First, you must focus on your reader. Too often a writer will focus on himself, on her ideas, on their wording. In the body of your writing that's bad but forgivable. If done for short periods. But not in the introduction. Always focus your introduction on the reader. Solve her problems. Touch his emotions. Promise what she wants. Make him aware of what he fears. Leave your solution until later.


Second you must grab your reader's interest immediately. Be strong. Be blunt. Don't just tap your way around the issue. Use a sledge and drive your point home. Focus on their emotions. Think motivation. Your reader must be made to want to read. Think in terms of their problems, their fears, their hopes and dreams. Don't just focus on them. That's important but it's not enough. You must cut through to the bone and blood. You must make them scream in agony or cry out "Yes, he understands". You must grab their interest with terrier teeth and shake them out of their complacency.


Which leads to my next point. Think Hemmingway not Browne or Bulwer-Lytton. Your introduction should be simple, short and to the point. Forget the "It was a dark and stormy night" and the four ports of knowledge. Focus on rabbit words. Fast. Quick. Clear. The rest of your writing can be flowery, if there is a point. But your introduction needs to be spare. One of the strongest introductions I've ever heard consisted of only three words, and one of those was a contraction. That introduction was, "They're wrong!" Could you stop reading after that? I couldn't.

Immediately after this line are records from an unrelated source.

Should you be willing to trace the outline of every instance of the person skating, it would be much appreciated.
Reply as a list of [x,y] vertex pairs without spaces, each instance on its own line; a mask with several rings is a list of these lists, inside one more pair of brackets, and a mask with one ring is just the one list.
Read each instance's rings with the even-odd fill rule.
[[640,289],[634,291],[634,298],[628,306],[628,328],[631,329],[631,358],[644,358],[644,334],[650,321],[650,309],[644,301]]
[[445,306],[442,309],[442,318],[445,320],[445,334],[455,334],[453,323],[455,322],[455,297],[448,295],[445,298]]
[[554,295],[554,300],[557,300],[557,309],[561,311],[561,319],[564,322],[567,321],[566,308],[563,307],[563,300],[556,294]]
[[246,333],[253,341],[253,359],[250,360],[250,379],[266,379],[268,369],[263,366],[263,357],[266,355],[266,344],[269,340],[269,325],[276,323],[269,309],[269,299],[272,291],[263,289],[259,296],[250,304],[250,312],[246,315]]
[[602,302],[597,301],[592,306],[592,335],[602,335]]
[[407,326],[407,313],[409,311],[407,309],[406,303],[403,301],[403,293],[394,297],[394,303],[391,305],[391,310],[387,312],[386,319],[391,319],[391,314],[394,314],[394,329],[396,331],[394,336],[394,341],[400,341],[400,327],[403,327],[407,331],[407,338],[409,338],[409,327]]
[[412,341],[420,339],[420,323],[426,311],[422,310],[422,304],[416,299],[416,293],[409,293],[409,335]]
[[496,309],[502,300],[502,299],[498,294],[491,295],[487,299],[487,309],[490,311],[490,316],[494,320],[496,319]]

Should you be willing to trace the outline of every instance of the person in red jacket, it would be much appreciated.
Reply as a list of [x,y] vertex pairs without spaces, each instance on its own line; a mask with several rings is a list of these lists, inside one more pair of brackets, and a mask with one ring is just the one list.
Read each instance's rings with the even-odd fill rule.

Finally, don't over promise in the introduction. If you've paid attention so far, you probably can't make that mistake. But if you choose to talk solutions in your introduction be humble. Expand on pain. Hint at solutions. If you over promise in your introduction you will come off as too much hype. If you must talk solutions, talk end results. Ask questions -- "Would you like...?", "How does this sound to you?", "Would your life be easier if...?" and other indirect references.